下校時間に南海トラフ地震が発生したらどのように対処すればいいのか?高知市の学校で子どもたちの安全確認を迅速にするための訓練が行われました。

高知市の義務教育学校として小中一貫教育に取り組む行川学園には、1年生から中学3年生に当たる9年生まで52人の児童、生徒が通っています。高知市の特認校に指定されていて、校区外から通う子どもたちが多く、29人が登下校にタクシーを使うこともあります。このため災害が起きた際、学校とタクシー会社、警察など行政機関が、連携して対応できるかを確認しようと、今回初めて、下校中に南海トラフ地震が起きたという想定で訓練が行われました。訓練では、学校から「子どもたちの安否がわからない」と連絡を受けた警察官がタクシー会社に急行。車から降りた子どもたち一人一人に声をかけ、無事を確認しました。

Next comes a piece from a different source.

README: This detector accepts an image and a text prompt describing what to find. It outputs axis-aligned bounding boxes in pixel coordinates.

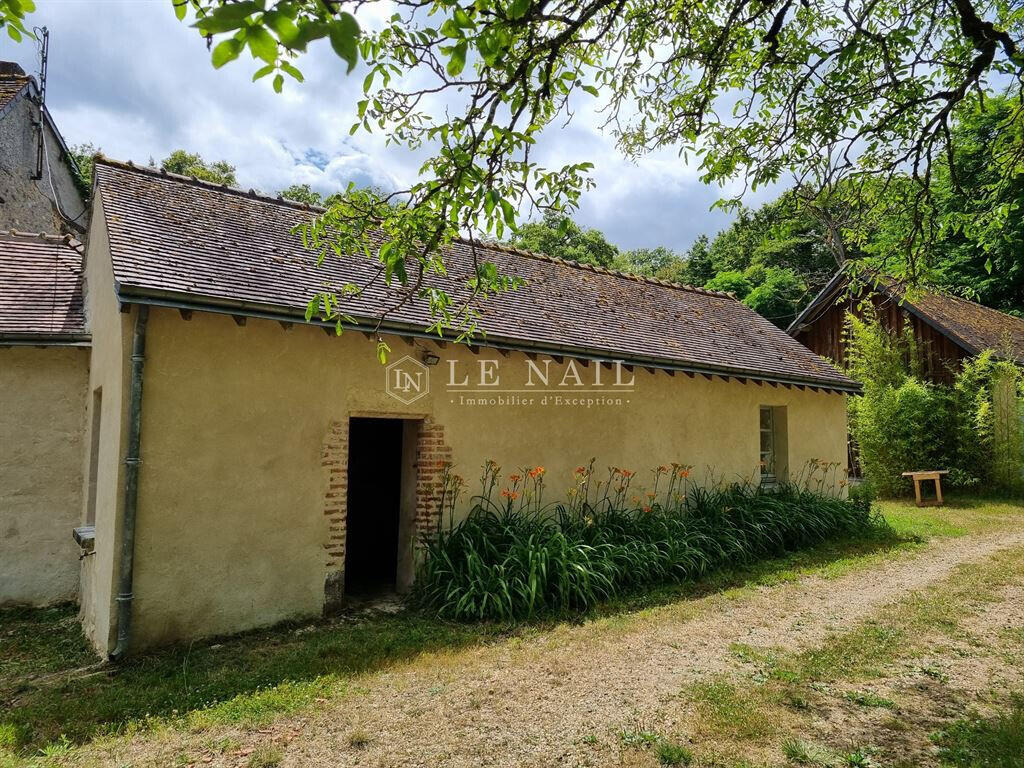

訓練の後今後を見据え、「通信がつながりにくい状況の中、必要な情報をいかに的確に伝えるか」「タクシーの走行中に地震が発生した場合は、乗務員が避難誘導をするケースも想定される」など参加機関が課題を出し合っていました。

「訓練にゴールはない」と話す高知警察署は、「訓練を重ねることで情報伝達の手段と内容を磨き上げていきたい」としています。